I'd say less then half the guests bothered to respond. I have tried all
different sort of tactics too. I figured email would be easy for people to
reply. Didn't work. Do people have a problem with understanding what RSVP
actually means? Maybe the french throws people. It means RESPOND. It
doesn't mean call me if you can come or call me if you can't. I've been
wanting to start an email/internet campaign to come up with a phrase that
would actually encourage folks to respond. So, for those of you out there
that have received party invitations in the past that you have just let slip
or slide, what does RSVP mean to you? What word or phrase would help you to
call the party giver and let her know if you will attend or not? I would
also say that you have every right to know if these children will be
attending this party. It is completely appropriate for you to slip a
reminder in the art folder or to call their houses
and ask. Don't assume anything. This problem seems to be more pervasive in
mellow, laid back California then in other parts of the country.

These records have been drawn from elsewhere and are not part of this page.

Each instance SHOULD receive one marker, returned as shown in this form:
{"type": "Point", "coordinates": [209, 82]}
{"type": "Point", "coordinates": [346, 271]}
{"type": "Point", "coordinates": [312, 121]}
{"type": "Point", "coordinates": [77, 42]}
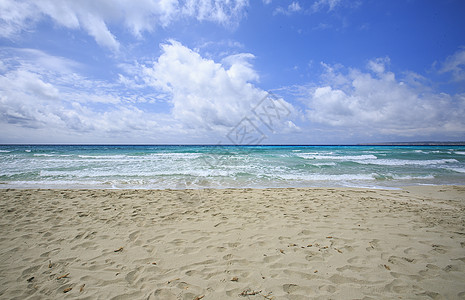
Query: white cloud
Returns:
{"type": "Point", "coordinates": [294, 6]}
{"type": "Point", "coordinates": [291, 8]}
{"type": "Point", "coordinates": [205, 94]}
{"type": "Point", "coordinates": [43, 99]}
{"type": "Point", "coordinates": [320, 4]}
{"type": "Point", "coordinates": [377, 103]}
{"type": "Point", "coordinates": [181, 97]}
{"type": "Point", "coordinates": [455, 64]}
{"type": "Point", "coordinates": [96, 16]}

I've hosted 2 parties recently and had the same experience. One was an
adult party and the other was my daughter's 4th birthday party where I also
invited all the kids at the pre-school. In both cases the RSVP rate was
less than half by the date of RSVP requested on the invitation. I stomped
around the house and complained to my husband about the lack of civil
behavior in our modern society but it didn't do much for determining how
many guests would show up at my party. I then got on the phone and started
calling. As a gracious host I think you need to always treat guests with
respect and be as nice as you can when calling. In my case I said something
like 'Hi, this is Kathy. I was just calling to see if you'll be able to
join us for the birthday party this weekend (at this point they usually
profusely apologize for not responding).' You can then say something like
'Don't feel bad, you are not in the minority I'm having to follow up with
lots of people, I understand everyone is really busy these days. We would
love to have you join us for the party.' It hopefully minimizes the
embarrassment of not responding and gives you the headcount that you need to
adequately plan the party. For the pre-school parents I asked people as I
ran into them at pick up and drop off times and then called the ones I
hadn't seen. A note is probably OK but you still may not get a response
which really leaves you looking like a pest if you still have to call them.
Another friend of mine didn't call and then scrambled on the day of the
party to fit in 2 kids that showed up without RSVPing. She asked close
friends to 'loan' their goodie bags to the extra guests and scrambled to
find food for the kids since the party was a fixed seating type of thing.